While Jesus walked the earth, He seldom spoke about physical death. When Jesus spoke about death, He almost always meant spiritual separation from God. In John 11:4, Jesus taught that Lazarus' sickness was "not unto death" even though He knew that Lazarus would physically die. In John 11:14, Jesus seemed to contradict Himself by stating the plain fact that He knew Lazarus was physically dead. But Jesus did not contradict Himself because by His statement, "This sickness is not unto death,..." Jesus meant that because Lazarus was one of His believers, then His Father would not judge his spirit and soul to be consigned to one of the three regions of spiritual death following his physical death. Hebrews 9:27; Revelation 20:13. God, the Father, would hold on to Lazarus' spirit and soul until Jesus restored him to physical life. In this regard, Jesus' teachings about Lazarus' death and restoration to life proved to be consistent with His teachings in John 11:26; John 6:50; and John 5:24. These verses show that Jesus' attitude about life and death explains why He spoke about the little girl's and Lazarus' deaths as being merely "asleep." John 11:11; Mark 5:39. Christ's teachings about death also explains why God considers His Church to be merely "asleep" preceding its Rapture. I Thessalonians 4:13. Jesus spoke of spiritual death as being God's only punishment for sin, never physical death. John 8:21-24. On those rare occasions when Jesus did speak about physical death, He seemed to consider it to be quite natural. John 11:14.

Jesus reported Lazarus' physical death as a mere fact with no teachings attached to it. Christ displayed this same attitude toward Adam and Eve in the garden when He commanded them not to eat of the tree of the knowledge of good and evil. When Christ told Adam that he would die if he disobeyed, God meant spiritual death only. Genesis 2:17. God proved that He meant spiritual death only when He cast Adam and Eve out of the garden on the same day that they sinned. Their souls and spirits died when they lost fellowship with God. They did not physically die until over 900 years later. In Genesis 3:19, God merely instructed Adam that after a life of toil, he would simply physically die and return to dust. Whether Adam and Eve sinned or not, God had always meant for them to live over 900 years and die a quite natural and painless death. Had they not sinned, then God would have recovered their sinless souls and spirits, created spiritual bodies for them, and allowed them to live with Him in heaven forever. Through the sacrifice of Christ, God has prepared a similar system for all humans saved by grace. For this reason, God often gives dying grace to His believers when their time comes to die.
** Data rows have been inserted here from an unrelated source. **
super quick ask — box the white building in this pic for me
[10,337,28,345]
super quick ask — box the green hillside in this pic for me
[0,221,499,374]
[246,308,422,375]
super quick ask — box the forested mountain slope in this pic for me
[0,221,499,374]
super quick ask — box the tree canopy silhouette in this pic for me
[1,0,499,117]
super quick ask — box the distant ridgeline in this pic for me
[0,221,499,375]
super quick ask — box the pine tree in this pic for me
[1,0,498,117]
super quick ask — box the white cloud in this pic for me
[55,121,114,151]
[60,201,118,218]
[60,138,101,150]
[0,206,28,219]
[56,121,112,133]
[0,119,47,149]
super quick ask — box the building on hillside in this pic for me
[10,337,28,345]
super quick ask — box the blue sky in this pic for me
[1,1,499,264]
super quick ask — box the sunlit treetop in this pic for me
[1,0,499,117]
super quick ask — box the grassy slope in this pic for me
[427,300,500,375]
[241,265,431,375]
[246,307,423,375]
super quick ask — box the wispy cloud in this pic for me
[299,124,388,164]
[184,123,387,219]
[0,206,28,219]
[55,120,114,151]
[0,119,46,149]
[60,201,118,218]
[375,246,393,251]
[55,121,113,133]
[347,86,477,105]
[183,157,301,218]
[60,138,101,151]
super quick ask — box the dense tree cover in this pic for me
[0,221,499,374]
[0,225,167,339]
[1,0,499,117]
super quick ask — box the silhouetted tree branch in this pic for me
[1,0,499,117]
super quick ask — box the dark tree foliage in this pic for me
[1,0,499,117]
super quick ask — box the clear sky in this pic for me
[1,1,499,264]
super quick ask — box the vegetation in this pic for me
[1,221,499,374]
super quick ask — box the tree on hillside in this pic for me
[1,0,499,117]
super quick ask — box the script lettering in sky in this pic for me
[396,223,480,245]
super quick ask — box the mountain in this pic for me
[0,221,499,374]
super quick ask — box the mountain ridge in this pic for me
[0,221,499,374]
Punishment only works when one is conscious of it. No consciousness whatsoever exists in physical death. Therefore, physical death can be no punishment for sin.
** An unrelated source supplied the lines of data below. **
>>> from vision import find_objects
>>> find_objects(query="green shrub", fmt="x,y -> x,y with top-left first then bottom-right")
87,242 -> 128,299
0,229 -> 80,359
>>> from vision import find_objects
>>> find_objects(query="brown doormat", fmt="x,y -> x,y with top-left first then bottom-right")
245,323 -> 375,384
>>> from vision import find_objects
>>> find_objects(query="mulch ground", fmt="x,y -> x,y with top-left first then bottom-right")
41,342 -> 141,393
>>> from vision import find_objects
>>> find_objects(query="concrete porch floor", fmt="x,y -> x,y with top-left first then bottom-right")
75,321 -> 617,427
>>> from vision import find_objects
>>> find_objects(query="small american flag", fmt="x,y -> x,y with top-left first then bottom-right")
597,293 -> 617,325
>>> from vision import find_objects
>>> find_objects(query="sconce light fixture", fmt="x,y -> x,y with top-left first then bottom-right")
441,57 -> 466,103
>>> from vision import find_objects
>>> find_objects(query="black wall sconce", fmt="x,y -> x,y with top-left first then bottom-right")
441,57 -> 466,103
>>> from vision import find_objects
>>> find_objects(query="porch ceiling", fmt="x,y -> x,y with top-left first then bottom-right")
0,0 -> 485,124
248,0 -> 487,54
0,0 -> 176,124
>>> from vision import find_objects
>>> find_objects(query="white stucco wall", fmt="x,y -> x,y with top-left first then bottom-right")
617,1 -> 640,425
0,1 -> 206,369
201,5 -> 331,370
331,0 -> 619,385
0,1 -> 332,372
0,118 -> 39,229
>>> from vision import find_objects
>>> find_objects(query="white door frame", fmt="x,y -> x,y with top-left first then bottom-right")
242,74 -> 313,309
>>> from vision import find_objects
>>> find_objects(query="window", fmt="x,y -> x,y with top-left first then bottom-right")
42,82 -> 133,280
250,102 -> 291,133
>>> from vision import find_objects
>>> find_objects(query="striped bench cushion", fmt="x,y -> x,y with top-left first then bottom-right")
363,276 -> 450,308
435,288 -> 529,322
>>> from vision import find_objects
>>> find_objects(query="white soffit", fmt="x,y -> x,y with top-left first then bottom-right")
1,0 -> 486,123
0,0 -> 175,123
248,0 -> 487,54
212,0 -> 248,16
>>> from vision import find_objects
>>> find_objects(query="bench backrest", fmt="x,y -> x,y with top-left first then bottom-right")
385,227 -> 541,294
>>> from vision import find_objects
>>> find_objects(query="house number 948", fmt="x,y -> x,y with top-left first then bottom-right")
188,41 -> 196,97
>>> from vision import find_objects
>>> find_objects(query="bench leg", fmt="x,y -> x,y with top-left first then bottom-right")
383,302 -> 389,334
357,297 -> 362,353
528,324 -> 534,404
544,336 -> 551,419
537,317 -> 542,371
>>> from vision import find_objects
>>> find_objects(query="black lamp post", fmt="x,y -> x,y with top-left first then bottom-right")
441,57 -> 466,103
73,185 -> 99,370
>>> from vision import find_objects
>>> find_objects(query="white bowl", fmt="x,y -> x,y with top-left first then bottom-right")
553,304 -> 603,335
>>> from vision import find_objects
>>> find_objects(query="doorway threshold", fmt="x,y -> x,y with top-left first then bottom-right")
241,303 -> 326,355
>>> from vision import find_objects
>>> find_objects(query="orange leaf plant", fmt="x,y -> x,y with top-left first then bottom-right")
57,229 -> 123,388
God creates only good systems. God created every human to be a spiritual and physical system comprised of some of His basic elements. God holds the right to dissolve any of His systems down to its basic elements and reuse those elements to recreate new systems. This fact means physical death symbolizes God's power to reduce a living system to its basic elements and reuse those elements to create new systems. Humans die and return to dust and the elements of that dust feeds plant life which constitutes new systems. Spiritual death was man's own fault. Man holds no power whatsoever to restore that good system. God had to intervene in man's history in order to restore the good system of spiritual life through the death, burial, and resurrection of His Son. I Corinthians 15:1-4.